I was (again) having problems coming up with this month's article. I tried to find something in my own love life to talk about, but things are just going well and I couldn't even pick a fight to have something to talk about. But, as I started talking to a friend about love, I found that what he's going through right now is something I went through not so very long ago.

When I was younger, I fell in love with my best guy friend in the world. It didn't matter that I had other boyfriends, other dates, this guy was just the end all for me. Everything about him was perfect, and I knew that even if we never got together, he had set the standard by which I'd judge all other men against. We had the typical Dawson & Joey thing going. He'd date other people, or I would, but still we were always drawn to each other. As we grew up, we got a job together, took a class in college together, still went to movies and out to eat, but there was never anything romantic about our actions and the timing was always off. He was too "busy" to date, I was in the middle of one crisis or another, and it was just never possible to get together. But I never stopped thinking about him, and was sure that he'd be the one I'd grow old with.

Then came along my current boyfriend. He actually measured up to the standards my friend had put out! He is incredibly smart, funny, good looking… Or could it be that I stopped judging men by the love of my teenage life?

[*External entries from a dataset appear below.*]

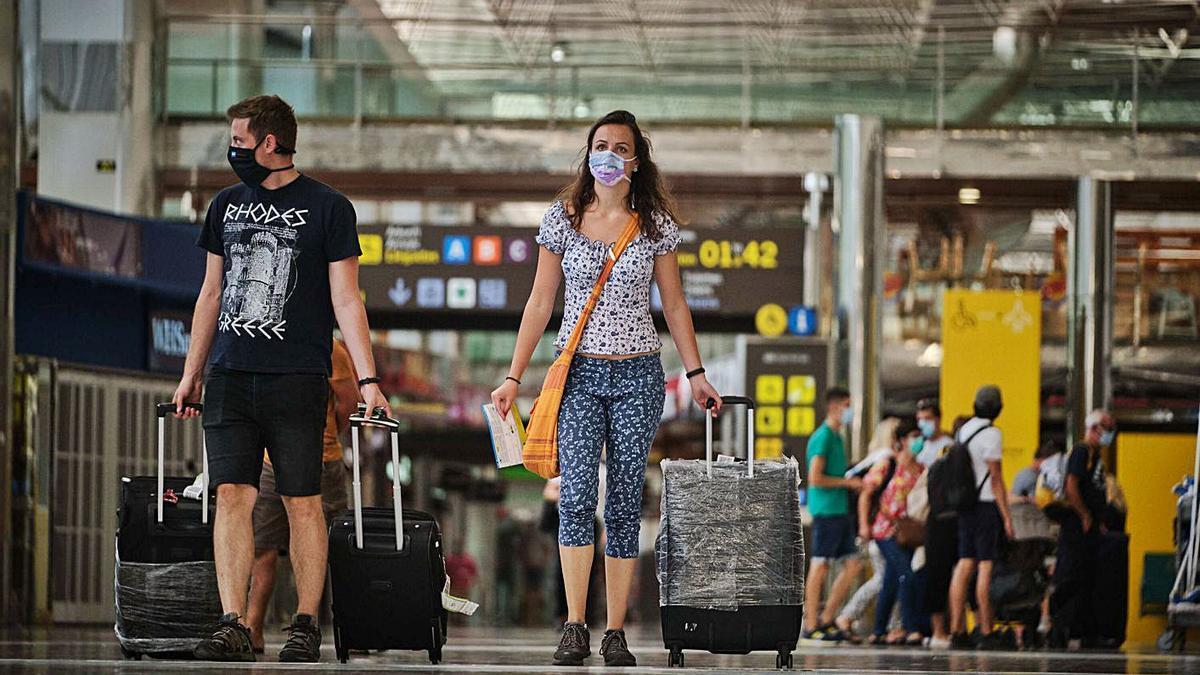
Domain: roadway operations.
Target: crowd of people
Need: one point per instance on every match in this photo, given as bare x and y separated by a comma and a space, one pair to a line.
933, 513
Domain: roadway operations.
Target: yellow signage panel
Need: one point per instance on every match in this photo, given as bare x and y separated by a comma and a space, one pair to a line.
995, 338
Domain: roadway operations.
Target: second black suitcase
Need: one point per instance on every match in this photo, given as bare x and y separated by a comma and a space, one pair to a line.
385, 596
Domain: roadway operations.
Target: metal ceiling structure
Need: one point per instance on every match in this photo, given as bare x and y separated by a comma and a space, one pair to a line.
964, 63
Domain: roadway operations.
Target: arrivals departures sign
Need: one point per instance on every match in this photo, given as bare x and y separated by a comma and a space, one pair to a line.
787, 378
729, 272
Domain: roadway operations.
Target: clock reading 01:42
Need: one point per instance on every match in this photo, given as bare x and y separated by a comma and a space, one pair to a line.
732, 255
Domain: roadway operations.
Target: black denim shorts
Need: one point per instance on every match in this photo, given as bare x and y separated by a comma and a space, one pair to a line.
285, 413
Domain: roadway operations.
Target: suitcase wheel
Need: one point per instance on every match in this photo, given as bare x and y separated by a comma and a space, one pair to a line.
343, 653
438, 640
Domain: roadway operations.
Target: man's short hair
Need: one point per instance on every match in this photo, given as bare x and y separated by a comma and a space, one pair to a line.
1095, 418
930, 406
835, 394
268, 114
907, 426
1049, 448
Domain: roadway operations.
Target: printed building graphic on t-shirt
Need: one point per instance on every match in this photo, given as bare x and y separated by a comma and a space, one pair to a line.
261, 252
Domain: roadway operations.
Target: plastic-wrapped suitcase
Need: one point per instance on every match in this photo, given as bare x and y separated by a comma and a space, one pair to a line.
165, 580
737, 535
387, 568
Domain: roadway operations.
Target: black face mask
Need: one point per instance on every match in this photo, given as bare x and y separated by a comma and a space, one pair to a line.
247, 168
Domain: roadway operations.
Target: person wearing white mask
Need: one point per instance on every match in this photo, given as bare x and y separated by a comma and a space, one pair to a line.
615, 390
1080, 533
833, 525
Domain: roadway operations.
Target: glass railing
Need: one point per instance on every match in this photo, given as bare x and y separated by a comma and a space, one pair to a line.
466, 67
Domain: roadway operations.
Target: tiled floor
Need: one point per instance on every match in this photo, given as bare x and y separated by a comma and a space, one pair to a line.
497, 651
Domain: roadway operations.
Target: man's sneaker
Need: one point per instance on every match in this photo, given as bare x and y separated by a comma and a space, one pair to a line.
994, 641
827, 633
229, 641
574, 646
304, 640
615, 649
961, 641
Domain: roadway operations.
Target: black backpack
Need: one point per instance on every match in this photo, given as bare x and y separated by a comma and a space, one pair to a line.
952, 481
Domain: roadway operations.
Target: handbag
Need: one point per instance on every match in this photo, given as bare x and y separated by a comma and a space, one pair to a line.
540, 451
910, 532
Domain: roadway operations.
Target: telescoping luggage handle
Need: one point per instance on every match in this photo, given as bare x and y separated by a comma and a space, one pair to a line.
377, 418
708, 430
162, 411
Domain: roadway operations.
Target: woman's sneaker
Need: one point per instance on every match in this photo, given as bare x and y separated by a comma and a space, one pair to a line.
304, 640
229, 641
574, 646
615, 649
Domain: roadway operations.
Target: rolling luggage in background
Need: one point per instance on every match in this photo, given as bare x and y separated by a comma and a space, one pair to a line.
387, 568
166, 586
731, 554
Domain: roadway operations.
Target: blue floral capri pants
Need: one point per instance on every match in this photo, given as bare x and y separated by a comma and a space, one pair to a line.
615, 405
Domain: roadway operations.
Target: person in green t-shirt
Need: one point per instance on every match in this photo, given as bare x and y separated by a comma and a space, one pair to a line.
833, 530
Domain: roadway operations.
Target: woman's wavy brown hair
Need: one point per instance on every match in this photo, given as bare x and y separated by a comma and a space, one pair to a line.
646, 189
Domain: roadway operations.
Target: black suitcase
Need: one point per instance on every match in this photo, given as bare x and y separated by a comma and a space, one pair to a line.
745, 629
165, 578
385, 596
1110, 595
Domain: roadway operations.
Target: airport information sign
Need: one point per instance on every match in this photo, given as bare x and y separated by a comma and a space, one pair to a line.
729, 272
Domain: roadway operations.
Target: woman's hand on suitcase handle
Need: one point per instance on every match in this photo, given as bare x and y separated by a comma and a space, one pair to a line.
503, 398
706, 395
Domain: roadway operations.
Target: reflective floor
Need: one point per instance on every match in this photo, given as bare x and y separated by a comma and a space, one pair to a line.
497, 651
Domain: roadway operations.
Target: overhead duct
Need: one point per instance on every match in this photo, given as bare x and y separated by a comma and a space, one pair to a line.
1017, 48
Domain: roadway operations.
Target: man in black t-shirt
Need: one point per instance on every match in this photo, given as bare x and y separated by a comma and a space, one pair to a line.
282, 264
1080, 535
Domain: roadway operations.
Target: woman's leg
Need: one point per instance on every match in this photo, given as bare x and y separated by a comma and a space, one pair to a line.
581, 425
856, 608
901, 559
636, 390
888, 592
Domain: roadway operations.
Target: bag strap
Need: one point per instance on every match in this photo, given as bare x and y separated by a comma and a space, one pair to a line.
966, 446
618, 248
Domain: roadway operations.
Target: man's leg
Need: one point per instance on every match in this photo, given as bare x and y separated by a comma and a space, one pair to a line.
851, 568
959, 583
813, 589
983, 596
233, 438
233, 544
309, 550
262, 584
270, 536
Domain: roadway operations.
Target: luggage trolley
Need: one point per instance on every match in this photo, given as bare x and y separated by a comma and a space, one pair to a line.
1183, 603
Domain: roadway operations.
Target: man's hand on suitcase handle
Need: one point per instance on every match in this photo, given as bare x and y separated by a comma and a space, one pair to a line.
373, 398
190, 410
190, 389
378, 417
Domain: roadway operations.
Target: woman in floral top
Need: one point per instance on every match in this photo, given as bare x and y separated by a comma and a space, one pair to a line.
898, 575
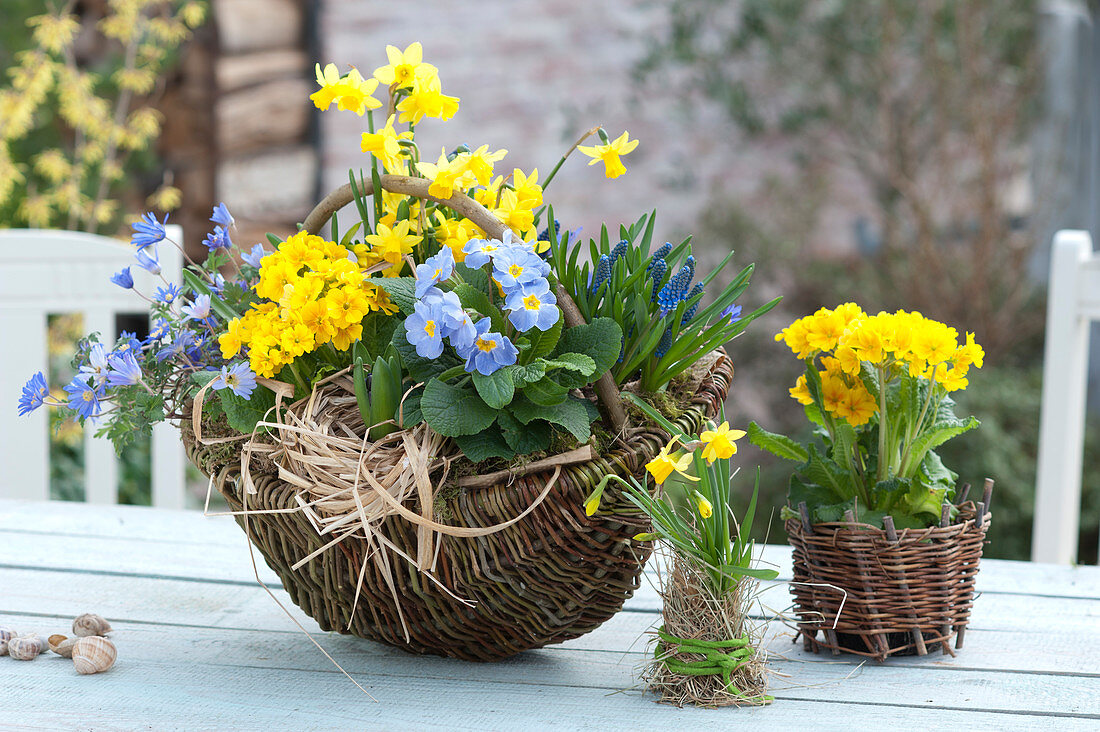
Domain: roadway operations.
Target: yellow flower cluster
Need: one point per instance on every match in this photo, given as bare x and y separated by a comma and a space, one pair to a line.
314, 294
846, 338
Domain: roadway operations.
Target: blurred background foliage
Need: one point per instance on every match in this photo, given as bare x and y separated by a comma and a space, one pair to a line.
923, 111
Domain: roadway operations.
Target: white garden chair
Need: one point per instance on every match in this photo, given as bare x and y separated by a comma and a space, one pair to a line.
1073, 302
44, 272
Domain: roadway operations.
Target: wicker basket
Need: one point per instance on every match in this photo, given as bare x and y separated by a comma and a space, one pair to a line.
908, 596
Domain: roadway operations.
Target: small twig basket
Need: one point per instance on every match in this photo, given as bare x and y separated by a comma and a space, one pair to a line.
906, 596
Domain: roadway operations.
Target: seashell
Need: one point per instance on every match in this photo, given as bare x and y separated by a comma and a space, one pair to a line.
90, 624
94, 654
24, 647
62, 645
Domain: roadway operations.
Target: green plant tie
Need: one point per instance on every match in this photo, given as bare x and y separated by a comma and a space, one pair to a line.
719, 657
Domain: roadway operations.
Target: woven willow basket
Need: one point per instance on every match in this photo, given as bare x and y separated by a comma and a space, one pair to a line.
908, 596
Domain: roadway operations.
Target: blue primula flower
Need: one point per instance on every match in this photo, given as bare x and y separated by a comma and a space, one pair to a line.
34, 394
123, 279
490, 350
424, 329
218, 239
123, 369
239, 379
435, 270
83, 397
253, 257
517, 265
532, 305
221, 216
147, 231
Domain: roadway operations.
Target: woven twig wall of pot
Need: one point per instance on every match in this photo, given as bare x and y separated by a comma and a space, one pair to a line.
903, 597
553, 576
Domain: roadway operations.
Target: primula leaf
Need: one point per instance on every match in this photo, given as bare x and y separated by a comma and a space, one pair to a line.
454, 412
778, 445
484, 445
496, 389
402, 291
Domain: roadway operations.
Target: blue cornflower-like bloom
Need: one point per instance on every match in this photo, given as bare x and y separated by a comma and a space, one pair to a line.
490, 350
532, 305
199, 309
147, 230
166, 294
517, 265
83, 397
690, 313
146, 262
657, 270
34, 394
123, 279
435, 270
238, 378
253, 257
424, 329
221, 216
218, 239
123, 369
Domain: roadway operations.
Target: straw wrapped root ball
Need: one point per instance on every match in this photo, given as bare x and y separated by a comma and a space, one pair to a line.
706, 651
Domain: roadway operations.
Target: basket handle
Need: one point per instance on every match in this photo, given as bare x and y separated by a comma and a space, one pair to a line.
471, 209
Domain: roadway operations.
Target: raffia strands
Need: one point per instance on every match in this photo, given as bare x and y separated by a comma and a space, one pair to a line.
551, 574
921, 583
692, 611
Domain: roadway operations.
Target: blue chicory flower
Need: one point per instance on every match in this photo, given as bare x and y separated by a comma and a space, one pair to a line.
147, 230
435, 270
490, 350
123, 279
532, 305
123, 369
34, 394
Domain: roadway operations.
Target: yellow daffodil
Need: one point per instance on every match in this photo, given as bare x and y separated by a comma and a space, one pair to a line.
719, 443
609, 154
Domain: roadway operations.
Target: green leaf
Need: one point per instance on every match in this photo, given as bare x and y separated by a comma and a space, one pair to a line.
454, 412
778, 445
484, 445
496, 389
402, 291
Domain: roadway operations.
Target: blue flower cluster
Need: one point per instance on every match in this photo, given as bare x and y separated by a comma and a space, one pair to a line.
439, 315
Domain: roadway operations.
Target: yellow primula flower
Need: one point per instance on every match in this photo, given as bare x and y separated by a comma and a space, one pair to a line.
719, 443
609, 154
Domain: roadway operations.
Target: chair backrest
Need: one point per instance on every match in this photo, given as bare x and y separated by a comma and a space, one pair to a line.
44, 272
1073, 302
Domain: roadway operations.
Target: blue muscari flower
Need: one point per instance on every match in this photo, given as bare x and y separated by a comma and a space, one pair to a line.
123, 279
123, 369
34, 394
657, 270
424, 329
199, 309
516, 265
147, 231
690, 313
253, 257
221, 216
532, 305
490, 350
146, 262
166, 294
435, 270
603, 273
218, 239
83, 397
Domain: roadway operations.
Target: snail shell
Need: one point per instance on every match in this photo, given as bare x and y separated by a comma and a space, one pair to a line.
24, 647
62, 645
94, 654
90, 624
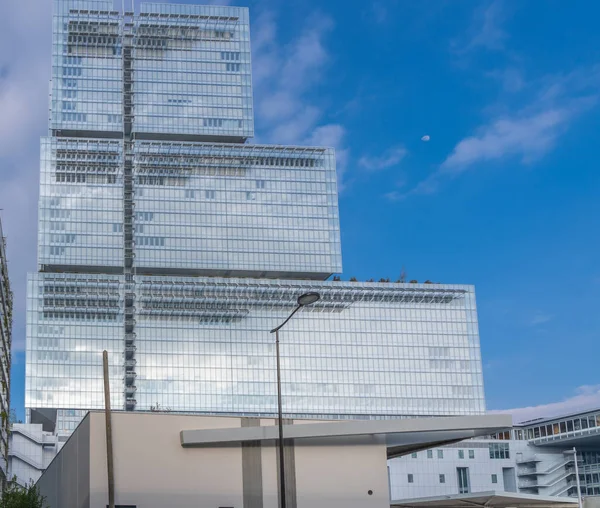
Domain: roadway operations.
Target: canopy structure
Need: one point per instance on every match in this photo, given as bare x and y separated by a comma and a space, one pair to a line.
400, 436
488, 500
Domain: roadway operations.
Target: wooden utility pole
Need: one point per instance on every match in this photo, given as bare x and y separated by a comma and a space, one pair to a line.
109, 456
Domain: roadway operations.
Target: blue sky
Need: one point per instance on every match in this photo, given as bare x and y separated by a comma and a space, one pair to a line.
502, 196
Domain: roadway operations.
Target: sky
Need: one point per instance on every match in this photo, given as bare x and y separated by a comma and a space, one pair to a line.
466, 135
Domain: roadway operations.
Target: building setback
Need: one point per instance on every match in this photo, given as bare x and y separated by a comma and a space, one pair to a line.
172, 242
5, 356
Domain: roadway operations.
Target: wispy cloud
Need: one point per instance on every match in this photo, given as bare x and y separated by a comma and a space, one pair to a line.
391, 157
332, 135
486, 29
539, 318
24, 105
284, 76
528, 134
586, 398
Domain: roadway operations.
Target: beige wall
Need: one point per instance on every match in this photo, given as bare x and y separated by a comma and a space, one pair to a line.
153, 470
66, 481
341, 476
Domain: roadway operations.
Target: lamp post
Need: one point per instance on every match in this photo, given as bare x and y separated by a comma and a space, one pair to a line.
303, 301
574, 452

I think we all have the picture of the "perfect" man or woman in our heads. The one that we try to find. The man with the six figure salary job and ripped abs. The woman who not only is a perfect lover, but bakes a mean turkey dinner. And when we have an actual person in front of us who we believe embodies all these characteristics, but we cannot have him/her, it makes for finding real love almost impossible. Also, by putting our "perfect" person on a pedestal, we forget that they are just real people, with the same faults we all have.

When I met my now boyfriend, I didn't judge him against my "perfect" guy. I accepted him as he was. In fact, upon our first meeting, I knew something was going to happen between us. Because I was able to let go of my teenage idea of perfection, I was able to open my heart up to the man I love.

Let go of the list you judge people by. I'm not saying date someone you think is a creep, but don't be bound in by a blueprint of perfection. Sometimes the one you never thought would be your "type" ends up being the love of your life.